Penn 750ss will work on avergage kings along beach. A brute king will can peel off 300yds in about 5 seconds. The 850/950 is same reel with more line capacity.

I use a Penn 750ss on kayak along beach for kings, mahi and BFT. If I am targeting brute kings and sailfish, I use my Fin Nor 80. It has 38lb drag.


----------



## nb&twil

Why do you need 38lbs of drag for kings or sails? If you ever got anywhere near 38lbs, or even half that, you'd pull hooks on almost every fish you hook. Have you ever actually pulled the line on a spring scale to see what drag setting you're actually using for kingfish? If not, I bet you'd be awfully surprised.


----------



## FenderBender

Patriot said:


> Penn 750ss will work on avergage kings along beach. A brute king will can peel off 300yds in about 5 seconds. The 850/950 is same reel with more line capacity.
> 
> I use a Penn 750ss on kayak along beach for kings, mahi and BFT. If I am targeting brute kings and sailfish, I use my Fin Nor 80. It has 38lb drag.

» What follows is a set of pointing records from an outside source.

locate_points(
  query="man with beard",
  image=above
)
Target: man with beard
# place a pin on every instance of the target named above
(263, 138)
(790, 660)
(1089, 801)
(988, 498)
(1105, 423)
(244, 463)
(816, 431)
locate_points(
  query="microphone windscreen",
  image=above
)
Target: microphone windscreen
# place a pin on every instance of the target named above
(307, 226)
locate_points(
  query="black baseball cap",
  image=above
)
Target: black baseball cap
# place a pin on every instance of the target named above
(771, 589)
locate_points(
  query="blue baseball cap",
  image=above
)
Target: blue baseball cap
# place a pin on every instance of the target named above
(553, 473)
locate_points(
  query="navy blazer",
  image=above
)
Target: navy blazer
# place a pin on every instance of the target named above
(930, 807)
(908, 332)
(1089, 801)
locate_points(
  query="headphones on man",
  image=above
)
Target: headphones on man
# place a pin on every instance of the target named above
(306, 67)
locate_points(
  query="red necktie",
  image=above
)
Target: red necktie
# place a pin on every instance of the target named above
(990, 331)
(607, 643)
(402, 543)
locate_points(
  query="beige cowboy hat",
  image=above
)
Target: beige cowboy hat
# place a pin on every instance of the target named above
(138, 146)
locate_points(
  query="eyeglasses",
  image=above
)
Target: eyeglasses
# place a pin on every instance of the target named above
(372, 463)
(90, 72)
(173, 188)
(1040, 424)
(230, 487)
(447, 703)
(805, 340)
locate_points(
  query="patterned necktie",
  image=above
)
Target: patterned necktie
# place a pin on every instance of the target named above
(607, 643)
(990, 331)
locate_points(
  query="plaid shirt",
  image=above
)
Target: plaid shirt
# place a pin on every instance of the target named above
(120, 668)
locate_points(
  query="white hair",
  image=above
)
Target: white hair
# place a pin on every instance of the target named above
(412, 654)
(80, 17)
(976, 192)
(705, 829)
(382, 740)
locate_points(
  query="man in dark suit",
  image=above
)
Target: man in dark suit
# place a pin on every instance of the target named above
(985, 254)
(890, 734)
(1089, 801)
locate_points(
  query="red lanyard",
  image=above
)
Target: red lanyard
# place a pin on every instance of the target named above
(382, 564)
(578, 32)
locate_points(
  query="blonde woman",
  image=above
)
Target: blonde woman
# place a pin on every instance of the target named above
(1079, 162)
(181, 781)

A couple of years ago we landed a 128 lb amberjack on a penn 750 ss with 25 lbs mono. You don't need monster drag for kings, but whatever you like!


----------



## Patriot

Didn't say I use all 38lbs drag. Progressive drag increase. I think it is better on the fish to gas them faster so they recover quicker. The reel takes the punishment.....not me.


----------